イノシシで1度に生まれる子供の数は4〜5頭で、ブタのように10頭も生まれません。メスが共同でちびっ子たち、ウリ坊を育てます。ウリ坊は、茶色の毛に白い縞模様がある、鼻先の細い子ブタのようです。やんちゃで好奇心いっぱいです。イノシシの大人は警戒心が強く、畑や水田には、まず子供が近づいてから大人が安全確認をして出てきます。
■害獣のイノシシ
森の中で暮らしている分には人に危害を及ぼさないイノシシも、畑や水田を荒らせば害獣です。被害で困っている農家では、畑のまわりに柵をめぐらせネットで囲みます。あるイノシシ研究者(イノシシ博士)に話を聞いたことがあります。
「農家の人は、ネットが風で飛ばないように石を置きます。すると、イノシシは石を鼻先で転がす習性があるので、かえってネットの中に入ってしまうのです。彼らの好物のミミズや昆虫は石の下にいるからです。柵をしても細い棒は、彼らにとって障害物ではなく、ヤブの中の草木と同じです。流線型の体で草木を倒しながらヤブを進みます。ジャンプ力があり1mの高さを助走なしで飛べます。柵の下が20cmあれば、潜り抜けます。電気策柵は効果がありますが、びっくりして走り出し、柵を壊してしまうこともあります。」
■臆病で大胆なエピソード
・みかん畑でサルは、実の一部分をかじって他の実を食べるが、イノシシは残さず食べた。
・イノシシは鼻が良く、猛獣の排泄物の臭いを嫌うというので、動物園からライオンのそれを貰ってきて実験してみたら、体中になすりつけてしまった。

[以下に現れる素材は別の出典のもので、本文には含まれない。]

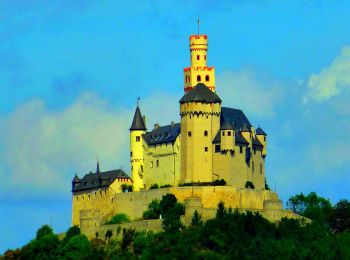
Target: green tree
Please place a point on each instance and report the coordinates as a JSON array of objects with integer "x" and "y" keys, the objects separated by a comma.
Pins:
[
  {"x": 339, "y": 218},
  {"x": 71, "y": 232},
  {"x": 44, "y": 230},
  {"x": 311, "y": 206},
  {"x": 196, "y": 219}
]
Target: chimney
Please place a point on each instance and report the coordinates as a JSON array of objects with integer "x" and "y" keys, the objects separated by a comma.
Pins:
[
  {"x": 156, "y": 126},
  {"x": 144, "y": 120}
]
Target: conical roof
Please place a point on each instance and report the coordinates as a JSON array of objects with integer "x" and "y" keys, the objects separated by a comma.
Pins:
[
  {"x": 137, "y": 122},
  {"x": 200, "y": 93},
  {"x": 227, "y": 126},
  {"x": 259, "y": 131}
]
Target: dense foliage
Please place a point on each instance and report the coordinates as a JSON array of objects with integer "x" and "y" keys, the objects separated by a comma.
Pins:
[{"x": 230, "y": 235}]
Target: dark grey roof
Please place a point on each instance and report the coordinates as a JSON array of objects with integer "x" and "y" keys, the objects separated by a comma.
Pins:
[
  {"x": 137, "y": 122},
  {"x": 163, "y": 134},
  {"x": 259, "y": 131},
  {"x": 238, "y": 138},
  {"x": 200, "y": 93},
  {"x": 235, "y": 116},
  {"x": 245, "y": 128},
  {"x": 227, "y": 126},
  {"x": 98, "y": 180}
]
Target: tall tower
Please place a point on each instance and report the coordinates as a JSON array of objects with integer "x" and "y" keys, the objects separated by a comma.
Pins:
[
  {"x": 200, "y": 111},
  {"x": 199, "y": 72},
  {"x": 137, "y": 129}
]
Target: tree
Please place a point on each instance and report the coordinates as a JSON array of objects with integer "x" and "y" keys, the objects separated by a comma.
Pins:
[
  {"x": 71, "y": 232},
  {"x": 108, "y": 235},
  {"x": 311, "y": 206},
  {"x": 196, "y": 219},
  {"x": 339, "y": 218},
  {"x": 44, "y": 230},
  {"x": 221, "y": 211}
]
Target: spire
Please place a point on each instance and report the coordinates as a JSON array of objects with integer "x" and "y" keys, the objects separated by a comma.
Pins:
[
  {"x": 98, "y": 167},
  {"x": 137, "y": 122}
]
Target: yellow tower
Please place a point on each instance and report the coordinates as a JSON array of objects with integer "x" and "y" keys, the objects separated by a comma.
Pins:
[
  {"x": 137, "y": 129},
  {"x": 199, "y": 72},
  {"x": 200, "y": 121}
]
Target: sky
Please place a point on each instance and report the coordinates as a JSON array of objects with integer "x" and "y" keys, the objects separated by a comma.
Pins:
[{"x": 71, "y": 72}]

・新聞記者がイノシシ博士の実験場に取材に来たが野生のイノシシたちは1週間しても姿を現さなかった。記者が帰ると翌日から博士の前に姿を現した。
■人里にやってくる理由
イノシシは人と同じ雑食です。森の中に食料がないのではなく、人里の田畑や家の周辺で収穫されず放置された果実などがあると、生い茂った雑草に隠れて近づきます。また、食べ物ゴミ入りのスーパーの袋が山に放置されてあれば、袋の中にはご馳走があると学習してしまいます。
■クマの被害
クマが人里に下りてくるのは、山にドングリ(コナラ、ミズナラ)やクリ、ブナ、クルミ、などの実が不作でクマの食料がない場合と、逆に里山周辺のクリが大豊作の場合などがあるそうです。クマもイノシシと同様、食料ゴミを野外に放置すると味を覚えてしまいます。
・環境省 クマ類出没対策マニュアル(暫定版)
http://www.env.go.jp/nature/yasei/kuma_manual/
※昔、親戚の農家で、ブタ小屋の中を走り回り、どうしても可愛い子ブタを東京に連れて帰ると母を困らせたそうです。ウリ坊はもっと可愛いかもしれません。兵庫県で街中にイノシシが出没すると聞いたことがあります。けれども野生のイノシシやクマと人里では共存できません。お互いに違う場所に住み分けできるようにしてこそ共存です。今回の記事では、ご紹介できるホームページがなかったことが残念です。それだけ、イノシシについての知識は一般に知られていないことを感じました。